Buachaille Etive Mòr |
On Saturday, my friend Elise and I climbed a route on Buachaille Etive Mòr called D-Gully Buttress. The route is a winter grade III,4 and feels quite long, because when you reach the top, you have to cross over to the neighbouring ridge (Curved Ridge) and finish up this before you reach the top of the mountain. Overall we climbed 9 pitches that day and then walked back to the car via the north ridge (west of Coire na Tulaich). It felt like a long day but the route was a really enjoyable and had varied climbing with a few interesting cruxes.
On Sunday, I walked the Ballachullish Horseshoe on my own. I started my day at 8:45am by scrambling up the East-North-East ridge of Sgorr Bhan (the so-called School-House Ridge) and finished by dropping off the horseshoe into the forsest of Glenachullish (3pm). The route was 12.2km in length, with 1420m of ascent. The weather was claggy, rainy, windy and generally not great! This added to the duration of the day (I had to keep checking my map and also the snow slopes to check they were safe enough to walk on).

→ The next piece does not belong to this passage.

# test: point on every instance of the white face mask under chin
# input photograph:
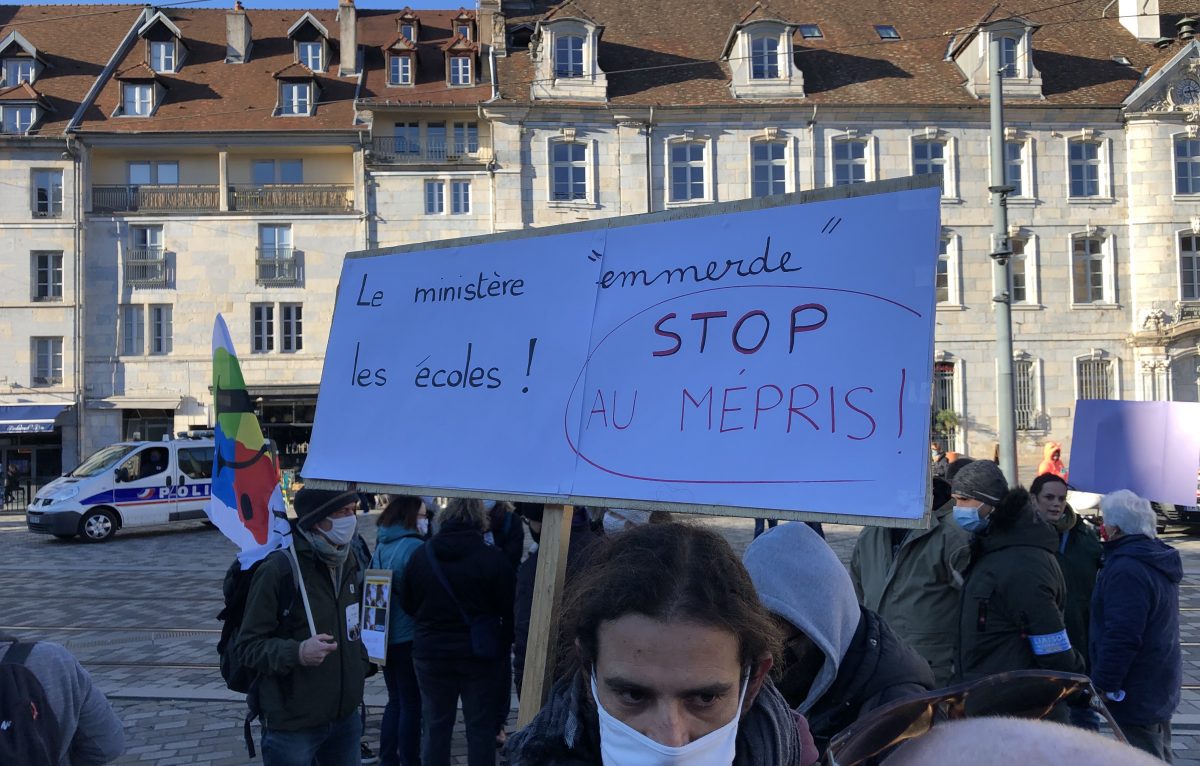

Gaining the summit of Sgorr Ban was fairly staright forward due to good firm neve underfoot and crampon tracks from walkers the previous day. Tackling the ridge from here to the summit of Sgorr Dhearg (1024m) was rather more testing.....
Sgorr Dhearg on a nicer day! [Inspire Mountaineering] |
Sgorr Dhonuill on a nicer day! [Inspire Mountaineering] |
From here the ridge loses much of its charm (in my view) and the rest of the horseshoe is made up of endless knolls, spurs and smaller summits. This sunday there was a lot of deep, drifted snow which was old and soft. This meant that progress became very slow with me constantly sinking up to my thighs! Very tiring.
Eventually I had enough and dropped of the ridge (033572) and managed some excellent "bum-sliding" in my waterproof trousers, which helped speed up the descent considerably!! I was expecting a horrible battle with thickly-forested trees to reach the track in Glenachullish but actually it worked out rather well, with only about 200m-worth of trees to pick through before reaching the huge track (yeeha!) and a straight forward walk out to the car park.
An excellent training-day but most definitely a slog. If I did this route again, I would try and descend to Glenachullish much earlier after Sgorr Donhuill and try and miss out some of the miserable terrain on the western most part of the horseshoe!